GHS Labeling and SDS Requirements
The EU requires GHS-aligned classification and labeling for TEG shipments. Our plant applies harmonized hazard communication protocols developed under the CLP Regulation—this includes hazard and precautionary statements, pictograms, and clear signal words, all printed on drum or IBC labels in the permitted EU languages. Our technical and regulatory affairs teams regularly check the official harmonised GHS classification from ECHA to guarantee that both our Safety Data Sheets (SDS) and product labels comply with the most up-to-date requirements.
Each batch shipped to the EU is accompanied by an SDS prepared according to EU specification, not simply a translated document but an adapted comprehensive file. We describe physical, toxicological, ecological, and disposal aspects that reflect actual plant outputs, not generic data. SDS versions are kept under ongoing review, with updates triggered by regulatory change or new scientific evidence.
Challenges and Solutions: Documentation, Testing, and Logistics
Our compliance is backed by access to in-house testing and documentation generation. Regular external audits and ISO quality certifications yield confidence for our European buyers. The biggest challenge remains alignment between evolving EU requirements and on-the-ground data from the Shanghai plant. To manage real-world change, our laboratory updates chemical analysis as required, and technical regulatory experts monitor EU regulatory intelligence throughout the year. This makes it possible to avoid costly delays or customs holds at EU borders, which remain a genuine risk for non-compliant documentation.
We also monitor storage and packaging. Our standard drum and IBC options meet both Chinese and EU transport regulations, minimizing the risk of incompatibility or contamination. All transport documentation (bill of lading, commercial invoice, REACH certificate, GHS-compliant SDS) is produced, reviewed, and archived by our export department for every shipment.
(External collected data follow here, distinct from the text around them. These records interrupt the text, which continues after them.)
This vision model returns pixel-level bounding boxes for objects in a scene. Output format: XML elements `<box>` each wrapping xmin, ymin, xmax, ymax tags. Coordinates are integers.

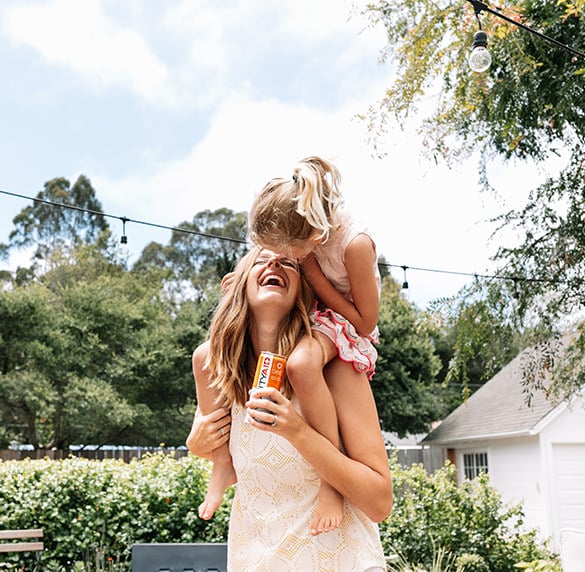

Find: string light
<box><xmin>465</xmin><ymin>0</ymin><xmax>585</xmax><ymax>71</ymax></box>
<box><xmin>0</xmin><ymin>188</ymin><xmax>568</xmax><ymax>291</ymax></box>
<box><xmin>401</xmin><ymin>265</ymin><xmax>409</xmax><ymax>290</ymax></box>
<box><xmin>120</xmin><ymin>216</ymin><xmax>129</xmax><ymax>246</ymax></box>
<box><xmin>468</xmin><ymin>4</ymin><xmax>492</xmax><ymax>73</ymax></box>
<box><xmin>0</xmin><ymin>189</ymin><xmax>246</xmax><ymax>245</ymax></box>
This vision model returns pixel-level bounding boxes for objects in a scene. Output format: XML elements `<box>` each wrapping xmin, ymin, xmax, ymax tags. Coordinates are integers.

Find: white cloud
<box><xmin>3</xmin><ymin>0</ymin><xmax>173</xmax><ymax>104</ymax></box>
<box><xmin>1</xmin><ymin>0</ymin><xmax>386</xmax><ymax>109</ymax></box>
<box><xmin>93</xmin><ymin>83</ymin><xmax>570</xmax><ymax>307</ymax></box>
<box><xmin>0</xmin><ymin>0</ymin><xmax>565</xmax><ymax>308</ymax></box>
<box><xmin>90</xmin><ymin>91</ymin><xmax>505</xmax><ymax>306</ymax></box>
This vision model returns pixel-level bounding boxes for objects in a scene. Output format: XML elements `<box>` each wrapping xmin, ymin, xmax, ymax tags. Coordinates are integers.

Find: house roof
<box><xmin>421</xmin><ymin>346</ymin><xmax>561</xmax><ymax>446</ymax></box>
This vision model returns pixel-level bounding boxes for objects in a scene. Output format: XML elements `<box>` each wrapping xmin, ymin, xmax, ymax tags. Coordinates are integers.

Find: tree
<box><xmin>360</xmin><ymin>0</ymin><xmax>585</xmax><ymax>398</ymax></box>
<box><xmin>0</xmin><ymin>243</ymin><xmax>208</xmax><ymax>449</ymax></box>
<box><xmin>0</xmin><ymin>285</ymin><xmax>56</xmax><ymax>448</ymax></box>
<box><xmin>132</xmin><ymin>208</ymin><xmax>248</xmax><ymax>299</ymax></box>
<box><xmin>7</xmin><ymin>175</ymin><xmax>109</xmax><ymax>268</ymax></box>
<box><xmin>436</xmin><ymin>286</ymin><xmax>523</xmax><ymax>399</ymax></box>
<box><xmin>373</xmin><ymin>278</ymin><xmax>445</xmax><ymax>435</ymax></box>
<box><xmin>361</xmin><ymin>0</ymin><xmax>585</xmax><ymax>161</ymax></box>
<box><xmin>0</xmin><ymin>191</ymin><xmax>248</xmax><ymax>448</ymax></box>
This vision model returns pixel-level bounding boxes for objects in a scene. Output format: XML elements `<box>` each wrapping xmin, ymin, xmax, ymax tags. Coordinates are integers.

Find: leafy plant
<box><xmin>0</xmin><ymin>453</ymin><xmax>231</xmax><ymax>570</ymax></box>
<box><xmin>379</xmin><ymin>457</ymin><xmax>559</xmax><ymax>571</ymax></box>
<box><xmin>0</xmin><ymin>453</ymin><xmax>559</xmax><ymax>571</ymax></box>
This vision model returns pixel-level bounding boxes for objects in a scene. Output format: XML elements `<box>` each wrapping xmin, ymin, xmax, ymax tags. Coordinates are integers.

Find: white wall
<box><xmin>540</xmin><ymin>399</ymin><xmax>585</xmax><ymax>550</ymax></box>
<box><xmin>454</xmin><ymin>399</ymin><xmax>585</xmax><ymax>552</ymax></box>
<box><xmin>457</xmin><ymin>437</ymin><xmax>549</xmax><ymax>543</ymax></box>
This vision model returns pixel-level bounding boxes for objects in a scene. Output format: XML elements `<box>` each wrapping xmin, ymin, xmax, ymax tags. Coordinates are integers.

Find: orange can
<box><xmin>247</xmin><ymin>352</ymin><xmax>286</xmax><ymax>424</ymax></box>
<box><xmin>252</xmin><ymin>351</ymin><xmax>286</xmax><ymax>391</ymax></box>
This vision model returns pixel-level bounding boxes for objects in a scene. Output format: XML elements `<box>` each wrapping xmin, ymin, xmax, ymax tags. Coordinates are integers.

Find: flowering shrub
<box><xmin>0</xmin><ymin>453</ymin><xmax>231</xmax><ymax>570</ymax></box>
<box><xmin>379</xmin><ymin>458</ymin><xmax>559</xmax><ymax>571</ymax></box>
<box><xmin>0</xmin><ymin>453</ymin><xmax>559</xmax><ymax>571</ymax></box>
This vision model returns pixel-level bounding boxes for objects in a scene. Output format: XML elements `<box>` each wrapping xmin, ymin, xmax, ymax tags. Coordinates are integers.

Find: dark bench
<box><xmin>131</xmin><ymin>542</ymin><xmax>227</xmax><ymax>572</ymax></box>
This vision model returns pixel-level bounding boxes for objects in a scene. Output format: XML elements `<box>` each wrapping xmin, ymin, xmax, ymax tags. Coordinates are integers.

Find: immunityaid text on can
<box><xmin>252</xmin><ymin>351</ymin><xmax>286</xmax><ymax>391</ymax></box>
<box><xmin>246</xmin><ymin>351</ymin><xmax>286</xmax><ymax>424</ymax></box>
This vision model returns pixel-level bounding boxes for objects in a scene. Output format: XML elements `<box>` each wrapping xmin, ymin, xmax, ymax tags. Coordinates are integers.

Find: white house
<box><xmin>420</xmin><ymin>345</ymin><xmax>585</xmax><ymax>552</ymax></box>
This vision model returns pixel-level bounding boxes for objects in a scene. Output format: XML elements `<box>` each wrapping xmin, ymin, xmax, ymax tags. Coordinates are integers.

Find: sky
<box><xmin>0</xmin><ymin>0</ymin><xmax>565</xmax><ymax>309</ymax></box>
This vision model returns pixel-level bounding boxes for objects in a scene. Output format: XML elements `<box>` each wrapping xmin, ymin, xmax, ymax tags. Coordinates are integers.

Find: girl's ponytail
<box><xmin>292</xmin><ymin>156</ymin><xmax>342</xmax><ymax>242</ymax></box>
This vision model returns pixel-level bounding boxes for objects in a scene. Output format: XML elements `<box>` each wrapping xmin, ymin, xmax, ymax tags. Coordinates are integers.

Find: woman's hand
<box><xmin>245</xmin><ymin>387</ymin><xmax>306</xmax><ymax>438</ymax></box>
<box><xmin>186</xmin><ymin>407</ymin><xmax>231</xmax><ymax>460</ymax></box>
<box><xmin>246</xmin><ymin>375</ymin><xmax>392</xmax><ymax>523</ymax></box>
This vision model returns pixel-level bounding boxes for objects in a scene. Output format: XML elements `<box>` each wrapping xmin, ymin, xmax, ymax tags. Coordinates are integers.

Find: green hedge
<box><xmin>0</xmin><ymin>453</ymin><xmax>558</xmax><ymax>571</ymax></box>
<box><xmin>0</xmin><ymin>453</ymin><xmax>231</xmax><ymax>571</ymax></box>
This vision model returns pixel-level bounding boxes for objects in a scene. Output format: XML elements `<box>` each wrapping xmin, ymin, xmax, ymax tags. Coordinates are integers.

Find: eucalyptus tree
<box><xmin>132</xmin><ymin>208</ymin><xmax>248</xmax><ymax>300</ymax></box>
<box><xmin>6</xmin><ymin>175</ymin><xmax>109</xmax><ymax>272</ymax></box>
<box><xmin>361</xmin><ymin>0</ymin><xmax>585</xmax><ymax>398</ymax></box>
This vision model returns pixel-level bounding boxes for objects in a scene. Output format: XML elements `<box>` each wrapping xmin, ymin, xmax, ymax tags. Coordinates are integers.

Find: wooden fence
<box><xmin>0</xmin><ymin>446</ymin><xmax>189</xmax><ymax>463</ymax></box>
<box><xmin>0</xmin><ymin>445</ymin><xmax>446</xmax><ymax>472</ymax></box>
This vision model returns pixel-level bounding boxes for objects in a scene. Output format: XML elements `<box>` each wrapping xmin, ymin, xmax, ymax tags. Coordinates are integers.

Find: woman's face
<box><xmin>246</xmin><ymin>249</ymin><xmax>300</xmax><ymax>316</ymax></box>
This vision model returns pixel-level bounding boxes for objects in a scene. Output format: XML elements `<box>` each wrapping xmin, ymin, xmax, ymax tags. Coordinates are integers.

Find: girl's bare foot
<box><xmin>199</xmin><ymin>461</ymin><xmax>236</xmax><ymax>520</ymax></box>
<box><xmin>310</xmin><ymin>481</ymin><xmax>344</xmax><ymax>535</ymax></box>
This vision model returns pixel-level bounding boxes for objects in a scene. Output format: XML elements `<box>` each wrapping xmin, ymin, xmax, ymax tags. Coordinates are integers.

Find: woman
<box><xmin>187</xmin><ymin>246</ymin><xmax>392</xmax><ymax>571</ymax></box>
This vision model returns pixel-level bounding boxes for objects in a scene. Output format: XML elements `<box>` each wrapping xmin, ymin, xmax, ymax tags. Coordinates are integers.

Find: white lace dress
<box><xmin>227</xmin><ymin>402</ymin><xmax>387</xmax><ymax>571</ymax></box>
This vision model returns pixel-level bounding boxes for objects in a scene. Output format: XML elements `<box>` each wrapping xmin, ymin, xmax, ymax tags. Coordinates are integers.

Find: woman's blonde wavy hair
<box><xmin>204</xmin><ymin>245</ymin><xmax>315</xmax><ymax>407</ymax></box>
<box><xmin>248</xmin><ymin>156</ymin><xmax>343</xmax><ymax>250</ymax></box>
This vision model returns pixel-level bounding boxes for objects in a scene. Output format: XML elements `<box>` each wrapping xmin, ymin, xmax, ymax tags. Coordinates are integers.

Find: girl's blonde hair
<box><xmin>248</xmin><ymin>156</ymin><xmax>343</xmax><ymax>250</ymax></box>
<box><xmin>204</xmin><ymin>245</ymin><xmax>314</xmax><ymax>406</ymax></box>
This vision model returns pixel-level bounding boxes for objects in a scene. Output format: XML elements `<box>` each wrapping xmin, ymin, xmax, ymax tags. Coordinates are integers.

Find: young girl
<box><xmin>248</xmin><ymin>156</ymin><xmax>382</xmax><ymax>535</ymax></box>
<box><xmin>196</xmin><ymin>156</ymin><xmax>381</xmax><ymax>536</ymax></box>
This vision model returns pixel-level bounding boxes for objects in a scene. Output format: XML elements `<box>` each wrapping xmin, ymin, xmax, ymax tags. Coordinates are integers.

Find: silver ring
<box><xmin>270</xmin><ymin>414</ymin><xmax>277</xmax><ymax>427</ymax></box>
<box><xmin>219</xmin><ymin>427</ymin><xmax>224</xmax><ymax>437</ymax></box>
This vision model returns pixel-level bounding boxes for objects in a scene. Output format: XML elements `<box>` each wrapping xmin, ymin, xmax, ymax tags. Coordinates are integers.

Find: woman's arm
<box><xmin>302</xmin><ymin>234</ymin><xmax>380</xmax><ymax>336</ymax></box>
<box><xmin>186</xmin><ymin>342</ymin><xmax>231</xmax><ymax>459</ymax></box>
<box><xmin>246</xmin><ymin>361</ymin><xmax>392</xmax><ymax>522</ymax></box>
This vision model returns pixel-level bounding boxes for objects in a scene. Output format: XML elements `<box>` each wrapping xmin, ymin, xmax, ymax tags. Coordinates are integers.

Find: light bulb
<box><xmin>118</xmin><ymin>234</ymin><xmax>129</xmax><ymax>259</ymax></box>
<box><xmin>468</xmin><ymin>30</ymin><xmax>492</xmax><ymax>72</ymax></box>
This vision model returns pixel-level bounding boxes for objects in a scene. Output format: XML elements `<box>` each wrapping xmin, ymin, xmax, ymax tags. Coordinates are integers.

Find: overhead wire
<box><xmin>0</xmin><ymin>188</ymin><xmax>560</xmax><ymax>289</ymax></box>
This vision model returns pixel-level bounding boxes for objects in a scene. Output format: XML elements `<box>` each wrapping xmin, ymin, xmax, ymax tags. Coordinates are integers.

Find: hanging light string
<box><xmin>0</xmin><ymin>188</ymin><xmax>563</xmax><ymax>289</ymax></box>
<box><xmin>466</xmin><ymin>0</ymin><xmax>585</xmax><ymax>59</ymax></box>
<box><xmin>0</xmin><ymin>189</ymin><xmax>247</xmax><ymax>245</ymax></box>
<box><xmin>384</xmin><ymin>263</ymin><xmax>560</xmax><ymax>291</ymax></box>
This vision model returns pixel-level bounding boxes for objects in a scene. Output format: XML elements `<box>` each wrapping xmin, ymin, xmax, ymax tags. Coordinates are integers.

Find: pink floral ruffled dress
<box><xmin>310</xmin><ymin>210</ymin><xmax>381</xmax><ymax>380</ymax></box>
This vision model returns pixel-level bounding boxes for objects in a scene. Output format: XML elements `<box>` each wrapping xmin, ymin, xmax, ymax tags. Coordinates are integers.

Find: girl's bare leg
<box><xmin>192</xmin><ymin>344</ymin><xmax>236</xmax><ymax>520</ymax></box>
<box><xmin>286</xmin><ymin>333</ymin><xmax>343</xmax><ymax>535</ymax></box>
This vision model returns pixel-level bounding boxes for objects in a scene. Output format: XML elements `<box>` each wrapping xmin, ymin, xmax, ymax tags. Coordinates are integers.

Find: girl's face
<box><xmin>246</xmin><ymin>249</ymin><xmax>300</xmax><ymax>316</ymax></box>
<box><xmin>261</xmin><ymin>232</ymin><xmax>322</xmax><ymax>262</ymax></box>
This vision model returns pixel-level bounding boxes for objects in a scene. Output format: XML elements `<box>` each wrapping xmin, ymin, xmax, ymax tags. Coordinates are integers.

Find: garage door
<box><xmin>552</xmin><ymin>444</ymin><xmax>585</xmax><ymax>530</ymax></box>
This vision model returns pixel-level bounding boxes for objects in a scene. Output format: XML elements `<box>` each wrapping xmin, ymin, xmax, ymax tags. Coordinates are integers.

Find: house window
<box><xmin>462</xmin><ymin>452</ymin><xmax>489</xmax><ymax>480</ymax></box>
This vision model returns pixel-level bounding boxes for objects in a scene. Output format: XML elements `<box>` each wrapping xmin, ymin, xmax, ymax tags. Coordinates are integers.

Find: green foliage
<box><xmin>361</xmin><ymin>1</ymin><xmax>585</xmax><ymax>399</ymax></box>
<box><xmin>0</xmin><ymin>454</ymin><xmax>231</xmax><ymax>570</ymax></box>
<box><xmin>0</xmin><ymin>243</ymin><xmax>206</xmax><ymax>449</ymax></box>
<box><xmin>0</xmin><ymin>455</ymin><xmax>558</xmax><ymax>571</ymax></box>
<box><xmin>8</xmin><ymin>175</ymin><xmax>109</xmax><ymax>267</ymax></box>
<box><xmin>437</xmin><ymin>286</ymin><xmax>523</xmax><ymax>399</ymax></box>
<box><xmin>514</xmin><ymin>558</ymin><xmax>562</xmax><ymax>572</ymax></box>
<box><xmin>374</xmin><ymin>278</ymin><xmax>446</xmax><ymax>435</ymax></box>
<box><xmin>380</xmin><ymin>459</ymin><xmax>558</xmax><ymax>571</ymax></box>
<box><xmin>132</xmin><ymin>208</ymin><xmax>248</xmax><ymax>300</ymax></box>
<box><xmin>362</xmin><ymin>0</ymin><xmax>585</xmax><ymax>161</ymax></box>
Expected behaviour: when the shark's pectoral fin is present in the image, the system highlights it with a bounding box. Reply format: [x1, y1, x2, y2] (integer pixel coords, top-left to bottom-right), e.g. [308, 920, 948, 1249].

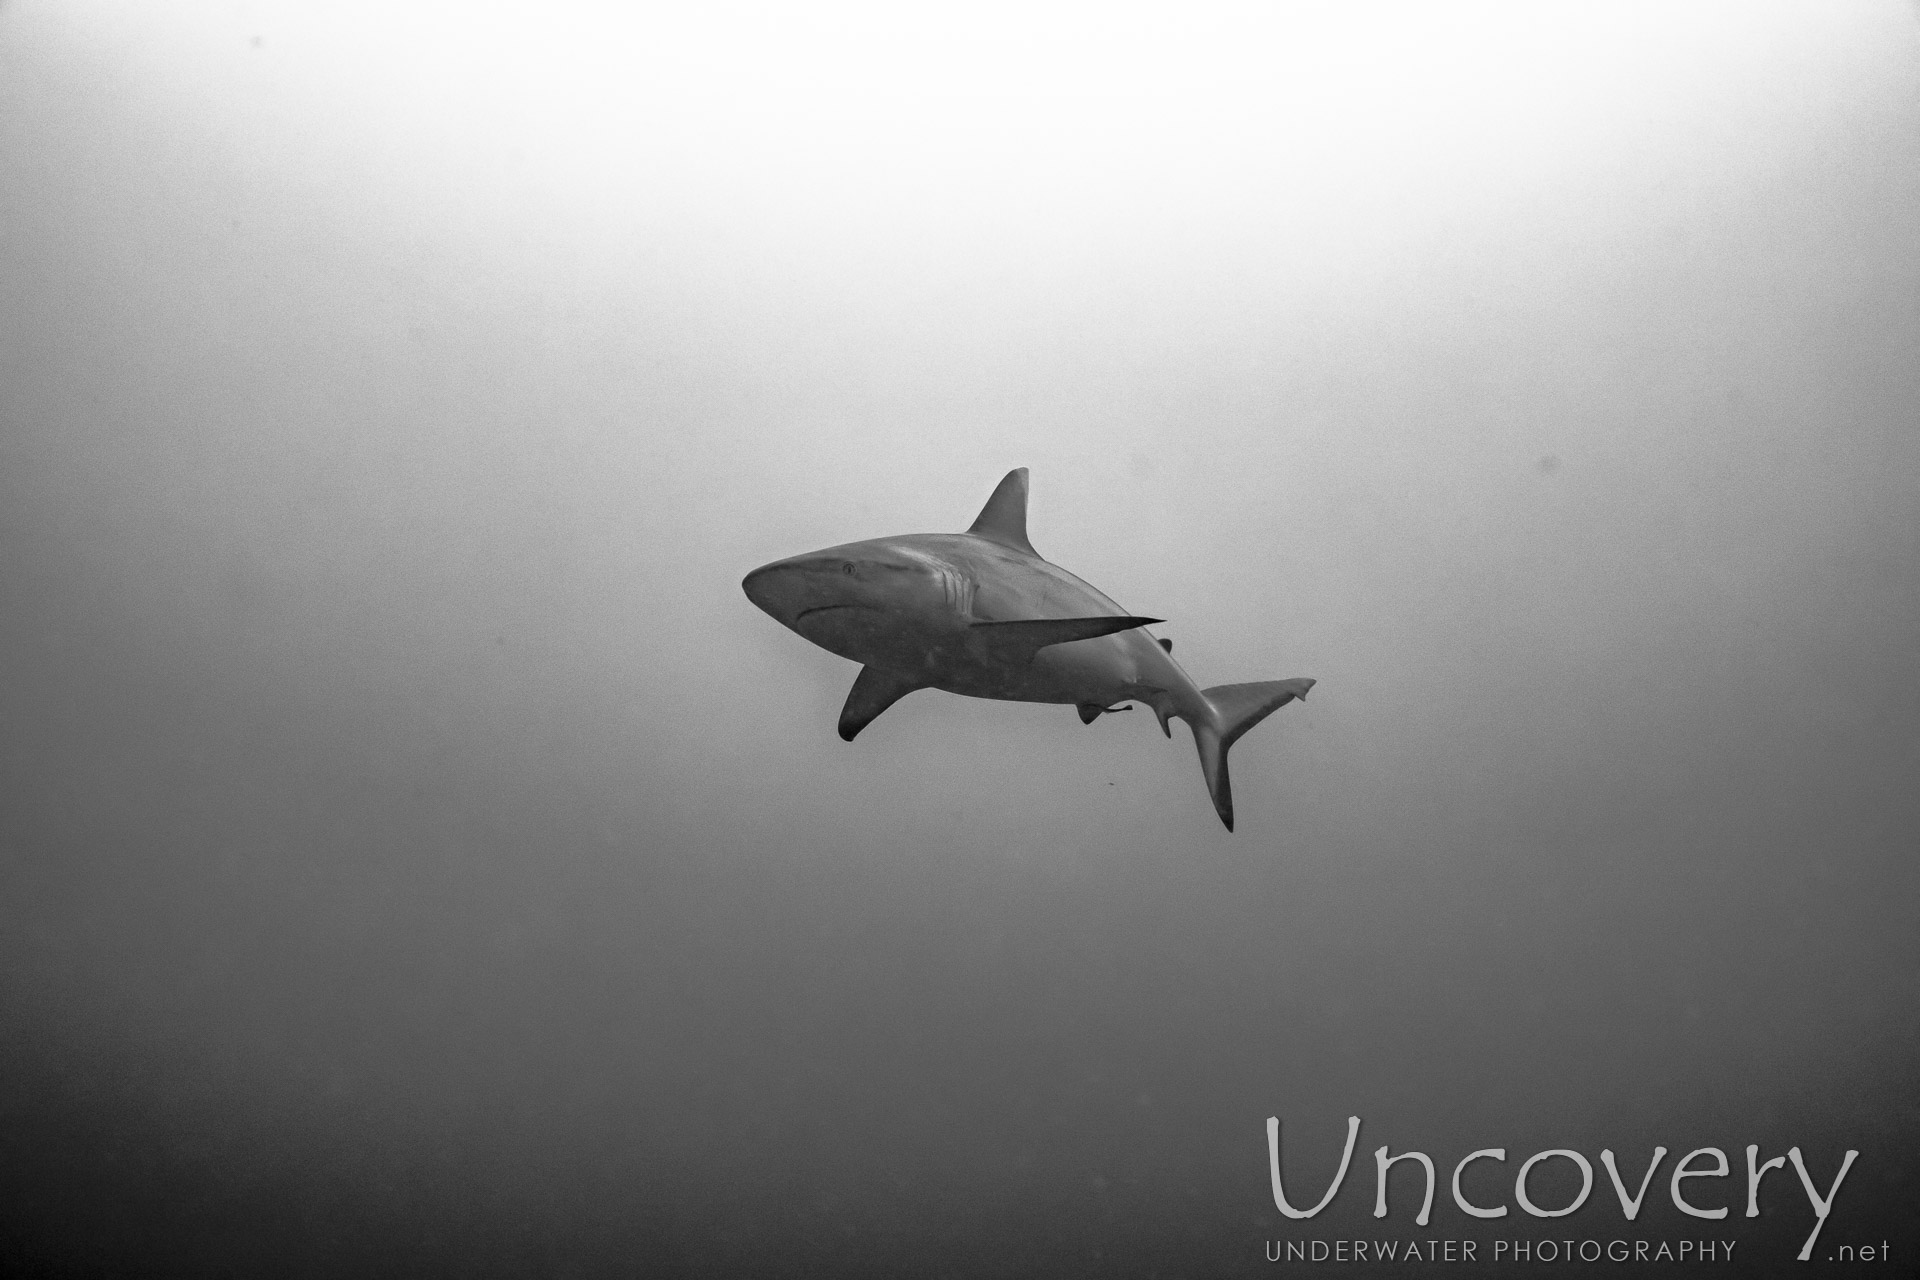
[838, 665, 926, 742]
[969, 616, 1164, 665]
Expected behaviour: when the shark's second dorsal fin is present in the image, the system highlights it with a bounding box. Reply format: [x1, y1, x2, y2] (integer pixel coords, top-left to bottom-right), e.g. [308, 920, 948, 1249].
[967, 468, 1038, 557]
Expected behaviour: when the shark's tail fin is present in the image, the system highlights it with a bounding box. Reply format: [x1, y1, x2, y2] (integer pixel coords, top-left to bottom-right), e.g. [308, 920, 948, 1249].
[1189, 679, 1316, 831]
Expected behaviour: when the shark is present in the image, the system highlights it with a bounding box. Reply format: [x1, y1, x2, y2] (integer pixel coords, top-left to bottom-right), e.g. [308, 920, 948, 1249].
[741, 468, 1315, 830]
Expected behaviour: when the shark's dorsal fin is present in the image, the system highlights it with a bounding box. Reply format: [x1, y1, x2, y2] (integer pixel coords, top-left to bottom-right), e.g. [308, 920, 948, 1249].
[967, 468, 1038, 557]
[838, 665, 926, 741]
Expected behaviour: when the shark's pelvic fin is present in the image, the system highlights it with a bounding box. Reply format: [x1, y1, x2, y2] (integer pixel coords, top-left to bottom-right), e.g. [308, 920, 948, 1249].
[838, 665, 926, 742]
[966, 468, 1039, 557]
[1158, 637, 1172, 652]
[1077, 702, 1133, 724]
[969, 616, 1163, 666]
[1190, 678, 1317, 831]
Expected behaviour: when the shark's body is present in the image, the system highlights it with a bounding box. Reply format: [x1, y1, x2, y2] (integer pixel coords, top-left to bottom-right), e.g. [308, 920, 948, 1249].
[741, 469, 1314, 830]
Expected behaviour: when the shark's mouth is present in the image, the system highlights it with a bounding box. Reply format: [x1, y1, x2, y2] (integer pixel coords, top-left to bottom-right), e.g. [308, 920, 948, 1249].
[795, 604, 880, 623]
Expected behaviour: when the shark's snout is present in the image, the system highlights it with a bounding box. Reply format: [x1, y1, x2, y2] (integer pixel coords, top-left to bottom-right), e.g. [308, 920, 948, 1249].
[744, 556, 858, 629]
[741, 561, 798, 622]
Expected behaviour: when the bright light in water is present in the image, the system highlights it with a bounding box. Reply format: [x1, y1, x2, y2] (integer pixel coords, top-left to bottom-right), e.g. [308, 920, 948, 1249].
[62, 0, 1878, 263]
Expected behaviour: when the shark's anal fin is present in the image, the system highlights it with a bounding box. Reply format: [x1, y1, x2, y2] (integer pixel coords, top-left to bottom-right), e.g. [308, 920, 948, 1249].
[838, 665, 926, 742]
[966, 468, 1039, 557]
[1136, 689, 1174, 737]
[969, 616, 1164, 665]
[1158, 638, 1172, 652]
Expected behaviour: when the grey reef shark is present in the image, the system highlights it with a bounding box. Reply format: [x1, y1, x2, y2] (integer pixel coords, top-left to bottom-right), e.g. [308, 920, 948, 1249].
[742, 469, 1316, 830]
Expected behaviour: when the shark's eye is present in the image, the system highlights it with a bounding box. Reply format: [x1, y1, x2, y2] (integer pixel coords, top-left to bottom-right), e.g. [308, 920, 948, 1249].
[841, 561, 855, 575]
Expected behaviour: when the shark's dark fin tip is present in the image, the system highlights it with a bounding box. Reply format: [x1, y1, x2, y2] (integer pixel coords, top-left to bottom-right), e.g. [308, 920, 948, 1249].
[838, 665, 926, 742]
Why Compliance Protects Long-Term Market Access
Compliance is not a one-off activity. Continuous review and improvement allows us to deliver uninterrupted supply to our EU customers. By maintaining full control of our regulatory dossiers, safety data, packaging records, and GHS labeling, we offer confidence to every partner relying on our TEG for critical downstream processing. This approach establishes our reputation as a manufacturer prepared to meet not just today’s, but tomorrow’s, EU requirements.